ドロップ(drop)
機能 - 最も単純なもの - は、構造体のインスタンスを無視または破棄することを可能にします。多くのプログラミング言語では、この挙動はデフォルトと見なされます。しかし、Moveにおいては、ドロップ能力のない構造体は無視することが許されていません。これはMove言語の安全性機能であり、すべての資産が適切に扱われることを保証します。ドロップ能力のない構造体を無視しようとすると、コンパイルエラーが発生します。
module book::drop_ability {
/// この構造体は `drop` 能力を持っています。
public struct IgnoreMe has drop {
a: u8,
b: u8,
}
/// この構造体は `drop` 能力を持っていません。
public struct NoDrop {}
#[test]
// `IgnoreMe` 構造体のインスタンスを作成して無視します。
// インスタンスを構築したにもかかわらず、アンパックする必要はありません。
fun test_ignore() {
let no_drop = NoDrop {};
let _ = IgnoreMe { a: 1, b: 2 }; // アンパックする必要はない
// コードをコンパイルするには値をアンパックする必要があります。
let NoDrop {} = no_drop; // OK
}
}
ドロップ能力は、カスタムコレクションタイプにしばしば使用され、コレクションが不要になった際の特別な処理を不要にします。
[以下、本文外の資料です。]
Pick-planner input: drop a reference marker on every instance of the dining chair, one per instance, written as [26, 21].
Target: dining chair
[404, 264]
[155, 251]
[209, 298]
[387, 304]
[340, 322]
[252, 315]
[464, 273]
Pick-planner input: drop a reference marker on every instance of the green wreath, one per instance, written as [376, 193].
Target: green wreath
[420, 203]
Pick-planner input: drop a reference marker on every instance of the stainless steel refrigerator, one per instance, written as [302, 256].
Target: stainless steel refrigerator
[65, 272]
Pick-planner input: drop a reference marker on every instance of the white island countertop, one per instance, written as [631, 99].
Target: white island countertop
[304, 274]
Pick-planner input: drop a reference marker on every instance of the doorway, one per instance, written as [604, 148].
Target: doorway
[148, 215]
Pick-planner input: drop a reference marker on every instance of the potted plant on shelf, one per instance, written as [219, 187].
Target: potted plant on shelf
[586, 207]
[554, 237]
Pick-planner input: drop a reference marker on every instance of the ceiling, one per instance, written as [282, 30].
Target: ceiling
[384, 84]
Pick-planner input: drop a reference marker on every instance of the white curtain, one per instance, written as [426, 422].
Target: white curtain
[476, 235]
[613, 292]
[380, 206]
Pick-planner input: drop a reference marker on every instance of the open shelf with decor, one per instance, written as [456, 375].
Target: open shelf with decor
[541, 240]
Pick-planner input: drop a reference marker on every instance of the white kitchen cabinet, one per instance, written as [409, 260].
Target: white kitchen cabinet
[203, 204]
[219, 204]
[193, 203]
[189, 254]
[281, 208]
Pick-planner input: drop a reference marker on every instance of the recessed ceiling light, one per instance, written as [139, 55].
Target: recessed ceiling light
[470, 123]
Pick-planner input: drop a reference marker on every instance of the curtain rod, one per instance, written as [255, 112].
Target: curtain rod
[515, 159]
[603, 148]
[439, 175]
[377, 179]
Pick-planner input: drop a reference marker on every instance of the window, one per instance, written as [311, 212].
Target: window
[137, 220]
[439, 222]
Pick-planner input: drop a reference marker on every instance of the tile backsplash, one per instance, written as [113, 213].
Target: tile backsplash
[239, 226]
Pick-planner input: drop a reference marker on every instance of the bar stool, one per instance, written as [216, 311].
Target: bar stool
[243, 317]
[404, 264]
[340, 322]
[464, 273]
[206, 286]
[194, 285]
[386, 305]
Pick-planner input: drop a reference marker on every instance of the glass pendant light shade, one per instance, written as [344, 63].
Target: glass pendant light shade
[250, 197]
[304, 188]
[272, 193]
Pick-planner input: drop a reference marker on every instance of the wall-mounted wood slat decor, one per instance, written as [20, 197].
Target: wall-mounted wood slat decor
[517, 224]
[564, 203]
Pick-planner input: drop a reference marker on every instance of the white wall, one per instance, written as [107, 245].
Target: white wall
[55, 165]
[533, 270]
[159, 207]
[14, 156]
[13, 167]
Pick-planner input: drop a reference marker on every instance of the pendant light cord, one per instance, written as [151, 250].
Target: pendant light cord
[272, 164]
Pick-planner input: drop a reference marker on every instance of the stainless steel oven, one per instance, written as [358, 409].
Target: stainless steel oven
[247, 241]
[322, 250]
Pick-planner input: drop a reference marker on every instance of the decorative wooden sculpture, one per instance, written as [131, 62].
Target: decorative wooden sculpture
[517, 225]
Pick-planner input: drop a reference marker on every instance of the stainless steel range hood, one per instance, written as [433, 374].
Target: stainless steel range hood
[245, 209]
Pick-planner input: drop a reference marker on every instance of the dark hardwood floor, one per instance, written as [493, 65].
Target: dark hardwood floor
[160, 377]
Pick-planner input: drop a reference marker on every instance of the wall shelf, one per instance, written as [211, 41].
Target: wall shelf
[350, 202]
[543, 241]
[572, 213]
例えば、ベクタータイプはドロップ能力を持ち、それが不要になった際にベクターを無視することができます。しかし、Moveの型システムの最大の特徴はドロップを持たないことです。これにより、資産が適切に扱われ、無視されないことが保証されます。
単一のドロップ能力を持つ構造体は「Witness」と呼ばれます。この概念については、Witnessと抽象実装 [TODO] セクションで説明します。